I’m an autistic woman. I have a long history of depression, and some hefty anxiety issues. Combine that with my sensory processing issues and
some periodic insomnia, and it means that in addition to NinjaGirl’s stuff we need to find ways of accommodating my stuff that makes the family work. It’s a balancing act that we don’t always get right.
I need regular down time to let my brain calm.
I need down time after socialising (whether that means going shopping or visiting friends, or taking the kids to the park or going to an appointment). Sometimes I need to cut things short. There have been more than a few shopping trips that have been ended half way through, and had to be finished another day.
And I need regular quiet time to avoid getting completely overwhelmed by the sensory needs of the kids. To do this, I need my partner home. It might sound a bit precious to others, but once you’ve seen me in a flap and watched the anxiety build up and explode, it all becomes very, very clear. Should you add both chronic and acute sleep deprivation to that (which compounds all of those things), and yeah. It requires both careful
management, and some sharp observational skills on the part of my partner.
I access therapy when I need it. This is hard for me though, because dealing with strong emotion wears me out. And opening up to a stranger is very very hard, and wears me out in a different way. To schedule in therapy time means also scheduling in recovery time. And sometimes, it just doesn’t all fit. Or my guilt over needing this stuff overwhelms me, and I shove it all in a box in my mind, to fester and pick at later.
My partner sends me to my room. No, seriously, he does – he has learned to recognise the signs of building anxiety and an immanent stress attack, and asks me if I need to take some quiet time, watch a movie, crochet, whatever.
I crochet. A lot. I really love crochet. It serves several purposes for me. It acts as a socially acceptable stim – my hands are busy busy busy, but I’m being “productive” and it isn’t obvious it’s a stim. It produces lovely things like beanies and blankets and scarves and cardigans for my family
and friends. And it acts as a socially acceptable reason to not be looking at people while we talk. Sometimes I need that cover. Sometimes I don’t care (and my friends don’t care either). But there are times when I need to feel like I’m passing, even when I suspect I’m really not.
I garden. I love my garden. I love having my hands in the dirt. I love growing things. I love watching the dirt, the leaves, the light on flowers. I
love growing food. I love watching birds sitting on the fence. I get a lot of peace out there.
I need to feel connected. It means I need lots of physical contact, but only with certain people. And that needs to balance out with feeling touched out from having small children who like to use me as a climbing gym, and NinjaGirl and her growing love for hanging out on my back in the carrier. The phrase “I’m hug deficient” is often heard in this house, and thankfully, my partner is most excellent at providing hugs.

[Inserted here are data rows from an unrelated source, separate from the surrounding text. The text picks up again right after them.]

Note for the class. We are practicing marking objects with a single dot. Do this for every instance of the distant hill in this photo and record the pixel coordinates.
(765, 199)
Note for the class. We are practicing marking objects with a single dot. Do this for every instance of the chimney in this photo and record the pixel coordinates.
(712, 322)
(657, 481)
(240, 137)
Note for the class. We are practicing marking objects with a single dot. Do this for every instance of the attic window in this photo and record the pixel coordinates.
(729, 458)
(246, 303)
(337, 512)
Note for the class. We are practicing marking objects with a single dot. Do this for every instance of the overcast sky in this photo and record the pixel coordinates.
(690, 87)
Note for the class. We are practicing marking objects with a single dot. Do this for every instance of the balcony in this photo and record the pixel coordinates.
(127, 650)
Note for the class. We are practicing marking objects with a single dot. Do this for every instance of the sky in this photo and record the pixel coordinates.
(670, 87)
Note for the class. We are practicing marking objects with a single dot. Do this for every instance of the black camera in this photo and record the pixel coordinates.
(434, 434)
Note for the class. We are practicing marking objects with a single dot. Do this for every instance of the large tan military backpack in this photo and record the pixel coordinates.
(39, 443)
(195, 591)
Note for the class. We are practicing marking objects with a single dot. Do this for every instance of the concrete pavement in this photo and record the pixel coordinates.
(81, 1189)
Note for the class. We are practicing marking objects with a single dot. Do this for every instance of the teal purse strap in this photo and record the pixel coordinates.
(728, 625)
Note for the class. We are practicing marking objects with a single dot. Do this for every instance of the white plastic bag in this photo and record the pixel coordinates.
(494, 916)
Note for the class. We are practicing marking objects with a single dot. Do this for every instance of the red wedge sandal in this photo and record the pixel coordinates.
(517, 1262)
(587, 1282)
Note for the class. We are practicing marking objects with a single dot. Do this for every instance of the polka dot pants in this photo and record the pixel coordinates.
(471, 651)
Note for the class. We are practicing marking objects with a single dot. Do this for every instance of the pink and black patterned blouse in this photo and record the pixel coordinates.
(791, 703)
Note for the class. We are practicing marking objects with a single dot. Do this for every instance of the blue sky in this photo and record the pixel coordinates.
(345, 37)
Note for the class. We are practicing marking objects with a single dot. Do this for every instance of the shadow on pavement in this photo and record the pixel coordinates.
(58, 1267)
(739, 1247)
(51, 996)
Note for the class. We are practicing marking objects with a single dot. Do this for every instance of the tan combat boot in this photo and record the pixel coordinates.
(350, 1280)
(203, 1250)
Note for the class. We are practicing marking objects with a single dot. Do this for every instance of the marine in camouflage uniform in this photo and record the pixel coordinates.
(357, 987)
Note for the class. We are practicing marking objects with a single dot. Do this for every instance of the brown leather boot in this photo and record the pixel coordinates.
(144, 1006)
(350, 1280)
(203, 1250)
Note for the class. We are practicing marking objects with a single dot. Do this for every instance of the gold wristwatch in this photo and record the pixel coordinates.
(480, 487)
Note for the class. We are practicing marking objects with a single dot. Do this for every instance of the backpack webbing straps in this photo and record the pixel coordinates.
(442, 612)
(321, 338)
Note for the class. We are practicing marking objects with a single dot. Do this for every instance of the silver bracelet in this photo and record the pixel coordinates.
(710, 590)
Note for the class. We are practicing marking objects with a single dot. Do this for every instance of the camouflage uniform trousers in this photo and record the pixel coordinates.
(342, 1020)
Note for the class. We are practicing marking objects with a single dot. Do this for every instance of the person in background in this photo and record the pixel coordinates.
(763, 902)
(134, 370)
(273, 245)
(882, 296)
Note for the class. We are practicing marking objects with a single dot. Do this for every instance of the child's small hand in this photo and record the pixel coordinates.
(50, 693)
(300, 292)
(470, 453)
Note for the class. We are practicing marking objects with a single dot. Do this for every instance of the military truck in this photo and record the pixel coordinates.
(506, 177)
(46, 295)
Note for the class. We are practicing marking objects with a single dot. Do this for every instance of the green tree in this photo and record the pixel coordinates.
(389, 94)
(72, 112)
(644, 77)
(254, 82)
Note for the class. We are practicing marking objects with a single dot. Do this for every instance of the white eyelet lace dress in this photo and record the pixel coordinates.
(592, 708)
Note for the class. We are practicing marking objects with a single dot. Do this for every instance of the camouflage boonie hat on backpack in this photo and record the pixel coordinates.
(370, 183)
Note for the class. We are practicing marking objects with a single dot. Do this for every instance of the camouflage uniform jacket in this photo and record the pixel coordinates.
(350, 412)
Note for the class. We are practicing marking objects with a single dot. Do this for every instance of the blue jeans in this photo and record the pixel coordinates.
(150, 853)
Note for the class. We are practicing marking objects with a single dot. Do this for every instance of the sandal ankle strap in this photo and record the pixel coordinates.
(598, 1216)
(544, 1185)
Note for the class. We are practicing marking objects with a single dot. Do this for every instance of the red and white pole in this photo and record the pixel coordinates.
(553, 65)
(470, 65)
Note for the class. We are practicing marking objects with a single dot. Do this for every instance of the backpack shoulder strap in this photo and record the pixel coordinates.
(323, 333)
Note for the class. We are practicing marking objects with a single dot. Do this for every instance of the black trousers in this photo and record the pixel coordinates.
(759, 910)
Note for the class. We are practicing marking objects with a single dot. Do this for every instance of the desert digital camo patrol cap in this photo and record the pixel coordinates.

I’m developing strong connections with friends online. Real life interactions can be a bit tricky, even without all my stuff. We live rurally, and while I’m learning to drive our (manual) car, I can’t drive it solo yet, so visiting people becomes a whole family event. Not always practical. But online interactions are great. I can have a conversation with someone that spans days, allowing both of us to come and go as we can/need. They can be awake while I’m asleep. I can be on one side of the planet, and they can be on the other. It’s taken me a while, but I’m finding where I fit. I’m finding my tribe, and I’m feeling like I belong.
My partner is really good at listening. I get pretty passionate about stuff, and he’ll listen to me talk it out. I sometimes really suck at
communication, and he’ll wait that out with me. Sometimes the words get stuck in my head, and I can’t explain why I’m so clearly feeling such strong
emotions. Sometimes the words come out, but they aren’t the words I meant, or not coming out the way I wanted. And he works through that with me. We struggle sometimes, when our emotions are running away from us. I’ve had to really work on making sure that I say things I mean, not just say something because I know it gets a reaction. He’s had to work on making sure he’s really clear on intent, because I don’t always pick that up, concentrating instead on the words he used. We get there though – we try really hard to be patient with each other.
And finally, I’m learning my limits. What I can do. What I can’t. What I can do for a limited amount of time. What I need to do to make something
work. Why I can do something under certain circumstances, and not others. I’m learning that self care isn’t a sign of weakness – it’s a sign of wisdom and acceptance. Self care means I’m valuing myself. I’m valuing what I *can* do, and respecting what I can’t.
I’m a spectrum dweller. Things are fluid. They change. I change. This is what it takes to be me – I’m finally ok with that.